Now smallBox contains address of an object of Box class. That is, it points to the object. However, the object itself has no name.

Memory is allocated on the heap and a reference for that object is returned which is stored in stack.

Static Members

Static variables are not garbage collected until class is loaded in the memory.

Static variables are referenced by Class objects (❗not class objects) which are referenced by ClassLoaders. So static variables can't be elected for garbage collection while the class is loaded. They can be collected when the respective class loader is itself collected.

String

String Constant Pool

Special memory area in which string literals are stored

String Initialization using literals

Creating a String literal → lang.java.jre.jvm checks the String Constant Pool.
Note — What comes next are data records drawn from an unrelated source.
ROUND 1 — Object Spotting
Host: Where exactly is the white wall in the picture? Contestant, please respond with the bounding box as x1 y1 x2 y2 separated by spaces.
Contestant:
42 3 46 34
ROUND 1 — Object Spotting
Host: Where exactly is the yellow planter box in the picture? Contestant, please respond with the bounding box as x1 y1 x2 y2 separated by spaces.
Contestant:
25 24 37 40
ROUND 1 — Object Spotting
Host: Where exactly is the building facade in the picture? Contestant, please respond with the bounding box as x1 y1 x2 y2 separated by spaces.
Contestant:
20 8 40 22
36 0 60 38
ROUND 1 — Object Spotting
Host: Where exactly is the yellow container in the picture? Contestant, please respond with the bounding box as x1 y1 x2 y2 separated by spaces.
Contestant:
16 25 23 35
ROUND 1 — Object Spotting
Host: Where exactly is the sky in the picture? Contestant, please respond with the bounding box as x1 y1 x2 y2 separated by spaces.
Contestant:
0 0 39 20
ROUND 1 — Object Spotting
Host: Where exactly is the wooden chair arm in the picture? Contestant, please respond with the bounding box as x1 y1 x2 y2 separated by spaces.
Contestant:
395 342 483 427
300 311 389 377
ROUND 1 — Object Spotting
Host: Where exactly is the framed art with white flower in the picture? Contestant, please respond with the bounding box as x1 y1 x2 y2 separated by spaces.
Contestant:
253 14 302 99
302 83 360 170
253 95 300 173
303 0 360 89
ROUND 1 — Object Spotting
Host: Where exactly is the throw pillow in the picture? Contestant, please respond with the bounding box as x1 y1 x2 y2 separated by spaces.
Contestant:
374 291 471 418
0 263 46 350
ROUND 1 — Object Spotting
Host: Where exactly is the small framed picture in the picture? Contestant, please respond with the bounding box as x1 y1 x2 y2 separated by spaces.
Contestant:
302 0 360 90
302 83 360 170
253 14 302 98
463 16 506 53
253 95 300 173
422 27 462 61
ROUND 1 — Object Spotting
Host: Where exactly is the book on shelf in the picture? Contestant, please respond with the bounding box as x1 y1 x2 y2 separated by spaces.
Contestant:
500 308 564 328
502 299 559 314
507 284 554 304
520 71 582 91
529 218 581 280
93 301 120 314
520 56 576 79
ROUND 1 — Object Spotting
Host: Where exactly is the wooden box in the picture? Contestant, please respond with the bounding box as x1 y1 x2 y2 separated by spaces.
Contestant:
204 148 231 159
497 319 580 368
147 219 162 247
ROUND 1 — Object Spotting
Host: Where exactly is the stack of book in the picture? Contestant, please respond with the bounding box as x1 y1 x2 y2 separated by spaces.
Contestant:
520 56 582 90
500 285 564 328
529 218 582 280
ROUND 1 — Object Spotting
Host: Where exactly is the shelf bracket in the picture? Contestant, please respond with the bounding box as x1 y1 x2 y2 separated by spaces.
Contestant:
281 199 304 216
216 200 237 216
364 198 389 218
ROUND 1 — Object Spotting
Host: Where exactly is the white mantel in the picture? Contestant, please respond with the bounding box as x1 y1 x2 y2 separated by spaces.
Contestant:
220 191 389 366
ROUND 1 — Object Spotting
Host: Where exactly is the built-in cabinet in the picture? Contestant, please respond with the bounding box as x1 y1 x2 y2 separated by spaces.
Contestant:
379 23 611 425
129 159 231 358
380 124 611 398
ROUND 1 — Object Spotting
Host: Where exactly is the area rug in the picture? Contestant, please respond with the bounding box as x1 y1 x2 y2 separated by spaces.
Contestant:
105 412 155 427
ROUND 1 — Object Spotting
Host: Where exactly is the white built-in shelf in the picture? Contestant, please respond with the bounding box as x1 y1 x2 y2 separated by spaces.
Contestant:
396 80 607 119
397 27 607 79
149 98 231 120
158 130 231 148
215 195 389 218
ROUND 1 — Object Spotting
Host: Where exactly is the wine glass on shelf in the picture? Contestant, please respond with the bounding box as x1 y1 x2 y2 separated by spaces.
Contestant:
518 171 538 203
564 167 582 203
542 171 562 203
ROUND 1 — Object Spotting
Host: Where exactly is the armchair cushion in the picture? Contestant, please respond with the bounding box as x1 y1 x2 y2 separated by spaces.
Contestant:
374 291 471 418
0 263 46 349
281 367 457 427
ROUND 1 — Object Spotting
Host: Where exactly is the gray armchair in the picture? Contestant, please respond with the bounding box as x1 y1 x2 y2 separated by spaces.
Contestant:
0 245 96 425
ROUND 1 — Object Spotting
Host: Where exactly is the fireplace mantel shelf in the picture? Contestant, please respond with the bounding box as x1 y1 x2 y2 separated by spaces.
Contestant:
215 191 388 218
Exists => Points to the same 'literal'
Doesn't Exist => New instance created

String Initialization using new

String str = new String(); //null
String str = new String("Kya challa?")

New object created irrespective of whether the literal already exists or not

Pointers

Why Java doesn't have pointers?

Program Components#Case against pointers

Considering the above points:

Java has a robust security model and disallows pointer arithmetic for this reason. It would be impossible for the JVM to ensure that code containing pointer arithmetic is safe without expensive runtime checks.
Java instead provides very good automatic garbage collection which takes care of memory management for you.
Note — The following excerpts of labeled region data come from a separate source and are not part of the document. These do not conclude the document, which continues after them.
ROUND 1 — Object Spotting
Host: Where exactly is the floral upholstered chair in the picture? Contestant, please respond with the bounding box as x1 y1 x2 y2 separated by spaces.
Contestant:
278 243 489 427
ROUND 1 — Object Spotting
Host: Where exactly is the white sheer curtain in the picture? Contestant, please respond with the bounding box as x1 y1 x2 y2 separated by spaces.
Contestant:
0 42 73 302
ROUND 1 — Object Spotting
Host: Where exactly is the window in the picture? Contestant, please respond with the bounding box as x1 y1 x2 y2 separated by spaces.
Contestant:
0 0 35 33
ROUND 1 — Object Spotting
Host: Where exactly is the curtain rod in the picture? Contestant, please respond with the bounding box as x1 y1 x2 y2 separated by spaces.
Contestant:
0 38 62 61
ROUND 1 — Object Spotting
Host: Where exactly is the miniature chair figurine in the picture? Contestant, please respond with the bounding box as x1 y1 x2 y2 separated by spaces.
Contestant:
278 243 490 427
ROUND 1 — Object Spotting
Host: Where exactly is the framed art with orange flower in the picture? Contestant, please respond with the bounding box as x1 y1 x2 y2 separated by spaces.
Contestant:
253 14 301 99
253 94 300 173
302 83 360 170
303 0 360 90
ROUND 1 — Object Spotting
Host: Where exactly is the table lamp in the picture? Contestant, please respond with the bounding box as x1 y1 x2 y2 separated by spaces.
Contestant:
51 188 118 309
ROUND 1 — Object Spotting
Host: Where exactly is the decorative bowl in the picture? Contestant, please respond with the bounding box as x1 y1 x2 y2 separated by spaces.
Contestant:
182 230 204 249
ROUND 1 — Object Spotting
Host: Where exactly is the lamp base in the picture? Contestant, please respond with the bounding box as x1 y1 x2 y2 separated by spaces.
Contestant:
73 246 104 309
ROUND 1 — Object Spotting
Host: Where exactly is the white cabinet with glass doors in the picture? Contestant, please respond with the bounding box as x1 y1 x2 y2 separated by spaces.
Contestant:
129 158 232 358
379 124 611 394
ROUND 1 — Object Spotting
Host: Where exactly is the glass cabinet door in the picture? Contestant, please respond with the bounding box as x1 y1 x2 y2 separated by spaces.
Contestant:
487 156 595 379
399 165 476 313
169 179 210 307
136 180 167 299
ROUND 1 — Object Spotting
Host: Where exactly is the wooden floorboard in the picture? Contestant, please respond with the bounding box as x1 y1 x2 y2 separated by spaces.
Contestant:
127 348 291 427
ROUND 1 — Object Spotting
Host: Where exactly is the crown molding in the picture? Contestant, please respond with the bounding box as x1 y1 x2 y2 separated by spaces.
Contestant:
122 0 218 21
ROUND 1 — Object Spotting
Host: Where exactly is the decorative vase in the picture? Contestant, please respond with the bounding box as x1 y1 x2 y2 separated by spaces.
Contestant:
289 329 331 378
For many people who had previously been forced to deal with Memory Management#Manual Memory Management in Pascal/C/C++ this was one of the biggest advantages of Java when it launched.
Complexity
- Array access via pointer offsets Java does this via indexed array access so you don't need pointers. A big advantage of Java's indexed array access is that it detects and disallows out of bounds array access, which can be a major source of bugs. This is generally worth paying the price of a tiny bit of runtime overhead.
- References to objects Java has this, it just doesn't call them pointers. Any normal object reference works as one of these. When you do String s="Hello"; you get what is effectively a pointer to a string object.
- Passing argument by reference i.e. passing a reference which allows you to change the value of a variable in the caller's scope - Java doesn't have this, but it's a pretty rare use case and can easily be done in other ways. This is in general equivalent to changing a field in an object scope that both the caller and callee can see.
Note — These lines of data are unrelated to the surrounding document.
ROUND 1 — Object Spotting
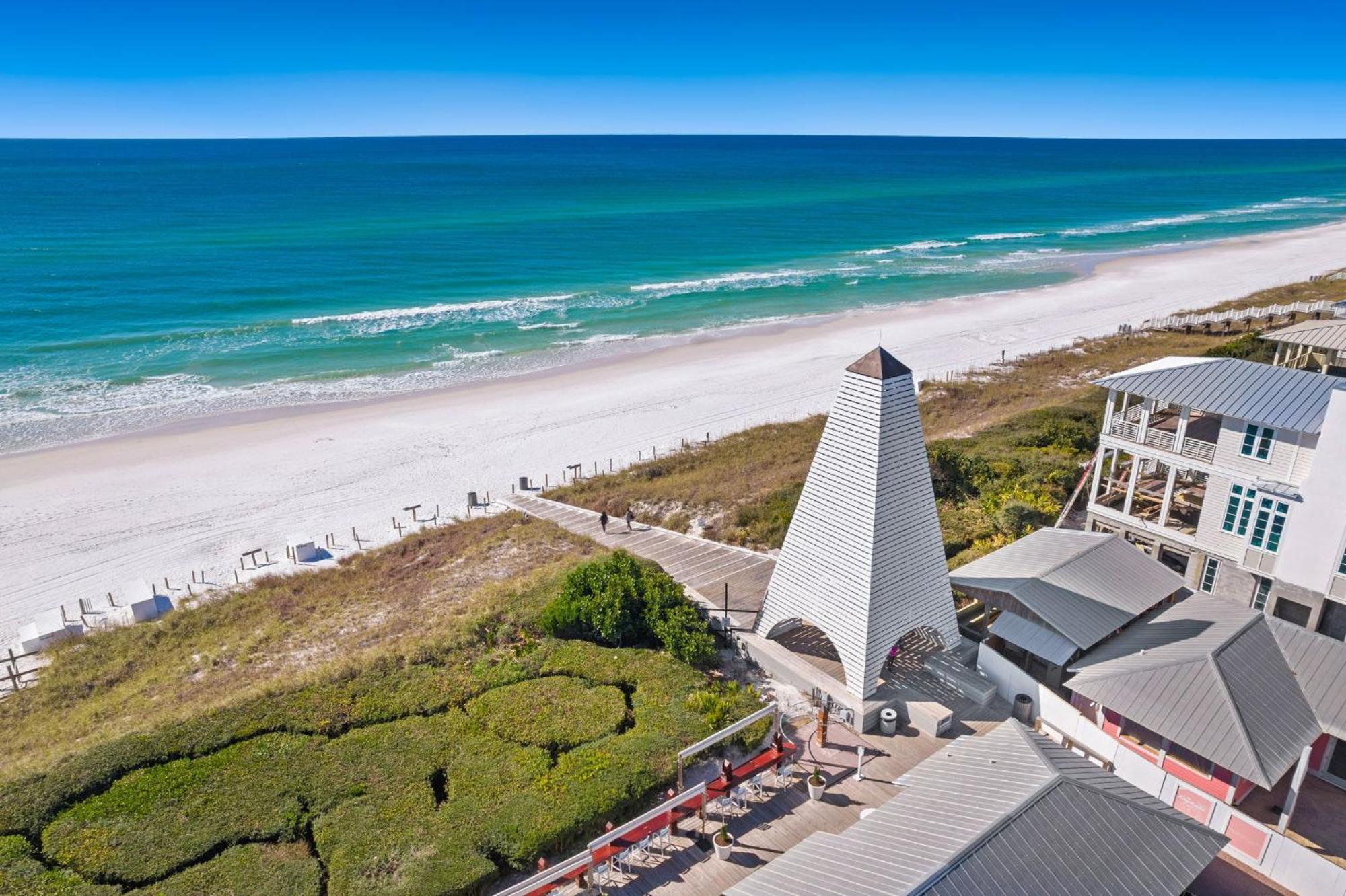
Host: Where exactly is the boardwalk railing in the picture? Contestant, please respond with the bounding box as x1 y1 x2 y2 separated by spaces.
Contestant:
1140 300 1337 330
0 647 39 700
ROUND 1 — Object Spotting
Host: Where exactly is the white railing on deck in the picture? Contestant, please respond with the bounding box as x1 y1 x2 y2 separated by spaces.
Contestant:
1140 300 1337 330
977 643 1346 893
1182 439 1215 464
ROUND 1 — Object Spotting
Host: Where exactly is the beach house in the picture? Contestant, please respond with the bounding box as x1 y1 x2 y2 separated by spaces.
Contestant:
949 529 1189 687
1086 358 1346 640
725 720 1226 896
1066 595 1346 865
1263 318 1346 377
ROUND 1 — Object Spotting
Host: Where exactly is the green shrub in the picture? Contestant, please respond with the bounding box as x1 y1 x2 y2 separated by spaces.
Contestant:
13 640 709 896
686 681 771 752
0 837 121 896
466 675 626 751
540 550 715 666
128 844 322 896
42 735 320 884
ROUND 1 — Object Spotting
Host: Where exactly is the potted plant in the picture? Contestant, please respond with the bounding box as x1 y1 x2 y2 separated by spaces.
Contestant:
711 825 734 861
808 766 828 799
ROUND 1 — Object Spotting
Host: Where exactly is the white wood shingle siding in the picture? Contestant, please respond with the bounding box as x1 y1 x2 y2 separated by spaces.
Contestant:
756 350 958 697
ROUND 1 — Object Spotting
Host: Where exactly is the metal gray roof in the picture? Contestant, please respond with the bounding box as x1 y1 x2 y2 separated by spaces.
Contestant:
1267 616 1346 739
1094 358 1346 433
1066 595 1322 788
949 529 1183 657
987 611 1079 666
725 721 1226 896
1263 320 1346 351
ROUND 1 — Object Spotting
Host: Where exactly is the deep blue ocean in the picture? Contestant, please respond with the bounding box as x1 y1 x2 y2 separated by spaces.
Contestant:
0 136 1346 451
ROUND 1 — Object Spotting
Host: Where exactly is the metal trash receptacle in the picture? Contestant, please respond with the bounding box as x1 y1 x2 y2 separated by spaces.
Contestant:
1010 694 1032 725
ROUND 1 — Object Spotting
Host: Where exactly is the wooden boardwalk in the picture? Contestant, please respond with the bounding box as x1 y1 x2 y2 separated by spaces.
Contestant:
525 714 1004 896
505 495 775 627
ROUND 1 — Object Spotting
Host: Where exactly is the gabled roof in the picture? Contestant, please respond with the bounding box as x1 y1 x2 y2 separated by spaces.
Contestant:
1094 358 1346 433
725 720 1226 896
1267 616 1346 739
1263 319 1346 351
1066 595 1322 788
987 611 1079 666
847 346 911 379
949 529 1183 655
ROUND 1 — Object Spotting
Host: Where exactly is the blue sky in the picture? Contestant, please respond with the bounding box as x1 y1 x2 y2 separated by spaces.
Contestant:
0 0 1346 137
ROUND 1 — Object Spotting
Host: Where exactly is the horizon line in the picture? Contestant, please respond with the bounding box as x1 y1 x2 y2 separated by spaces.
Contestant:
0 130 1346 143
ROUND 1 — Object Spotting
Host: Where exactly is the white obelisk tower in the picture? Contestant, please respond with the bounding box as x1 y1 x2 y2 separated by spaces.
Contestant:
755 348 958 698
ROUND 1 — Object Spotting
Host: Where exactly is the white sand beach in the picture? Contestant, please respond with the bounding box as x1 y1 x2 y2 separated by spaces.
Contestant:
0 225 1346 644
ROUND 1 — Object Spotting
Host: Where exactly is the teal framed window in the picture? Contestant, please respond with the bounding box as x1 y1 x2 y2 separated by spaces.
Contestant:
1249 498 1289 554
1219 486 1257 535
1253 576 1271 609
1197 557 1219 595
1238 424 1276 460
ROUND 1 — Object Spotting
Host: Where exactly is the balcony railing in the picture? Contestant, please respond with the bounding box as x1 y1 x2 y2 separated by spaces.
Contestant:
1108 413 1215 464
1145 429 1176 451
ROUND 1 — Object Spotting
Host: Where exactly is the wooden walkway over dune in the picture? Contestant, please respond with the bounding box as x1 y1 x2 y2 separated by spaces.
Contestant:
506 495 775 628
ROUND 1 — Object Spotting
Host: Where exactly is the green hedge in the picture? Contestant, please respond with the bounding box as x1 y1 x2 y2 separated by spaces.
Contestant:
128 844 322 896
42 735 320 884
466 675 626 751
10 640 727 896
541 550 715 666
0 663 486 837
0 837 121 896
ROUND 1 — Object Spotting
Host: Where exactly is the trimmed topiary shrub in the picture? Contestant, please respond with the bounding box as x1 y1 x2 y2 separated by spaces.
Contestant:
128 844 322 896
42 735 320 884
540 550 715 666
466 675 626 752
0 837 121 896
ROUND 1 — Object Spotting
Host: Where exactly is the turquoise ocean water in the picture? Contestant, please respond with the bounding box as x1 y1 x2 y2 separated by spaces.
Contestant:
0 137 1346 451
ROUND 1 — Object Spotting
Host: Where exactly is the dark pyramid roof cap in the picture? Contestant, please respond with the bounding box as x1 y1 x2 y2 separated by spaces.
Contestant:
847 346 911 379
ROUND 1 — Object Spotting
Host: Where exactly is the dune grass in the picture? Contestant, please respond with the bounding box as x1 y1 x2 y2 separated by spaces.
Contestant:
0 514 596 782
0 514 759 896
546 293 1303 549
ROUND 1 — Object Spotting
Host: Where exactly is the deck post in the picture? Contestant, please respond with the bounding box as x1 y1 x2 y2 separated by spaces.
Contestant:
1276 744 1314 834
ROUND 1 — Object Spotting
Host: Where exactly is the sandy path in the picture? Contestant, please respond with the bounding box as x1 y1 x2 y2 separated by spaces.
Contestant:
0 225 1346 644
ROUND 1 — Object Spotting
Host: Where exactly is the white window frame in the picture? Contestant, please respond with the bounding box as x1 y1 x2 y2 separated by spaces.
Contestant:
1219 483 1257 538
1238 424 1276 464
1252 576 1271 612
1197 556 1219 595
1248 495 1289 554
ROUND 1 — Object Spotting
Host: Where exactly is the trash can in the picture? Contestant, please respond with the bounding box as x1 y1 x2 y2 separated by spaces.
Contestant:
1010 694 1032 725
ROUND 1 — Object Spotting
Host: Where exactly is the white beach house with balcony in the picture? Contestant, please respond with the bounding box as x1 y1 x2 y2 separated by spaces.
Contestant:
1088 358 1346 640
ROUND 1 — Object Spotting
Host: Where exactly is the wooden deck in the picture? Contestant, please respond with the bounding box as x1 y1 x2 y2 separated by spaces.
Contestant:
525 716 1003 896
506 494 775 627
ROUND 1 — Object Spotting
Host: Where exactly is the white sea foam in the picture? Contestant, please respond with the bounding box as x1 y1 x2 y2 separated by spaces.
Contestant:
968 230 1044 242
1061 196 1346 237
630 269 826 296
289 292 579 326
518 320 580 330
855 239 968 256
552 332 637 346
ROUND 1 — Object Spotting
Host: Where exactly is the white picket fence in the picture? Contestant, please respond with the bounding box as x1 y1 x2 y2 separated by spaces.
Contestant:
977 644 1346 896
1140 300 1338 330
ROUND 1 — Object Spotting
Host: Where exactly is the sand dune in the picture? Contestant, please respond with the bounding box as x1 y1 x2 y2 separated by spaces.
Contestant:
0 225 1346 644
From the sun white paper The Java Language Environment:

Most studies agree that pointers are one of the primary features that enable programmers to inject bugs into their code. Given that structures are gone, and arrays and strings are objects, the need for pointers to these constructs goes away. Thus, Java has no pointer data types. Any task that would require arrays, structures, and pointers in C can be more easily and reliably performed by declaring objects and arrays of objects. Instead of complex pointer manipulation on array pointers, you access arrays by their arithmetic indices. The Java run-time system checks all array indexing to ensure indices are within the bounds of the array.You no longer have dangling pointers and trashing of memory because of incorrect pointers, because there are no pointers in Java.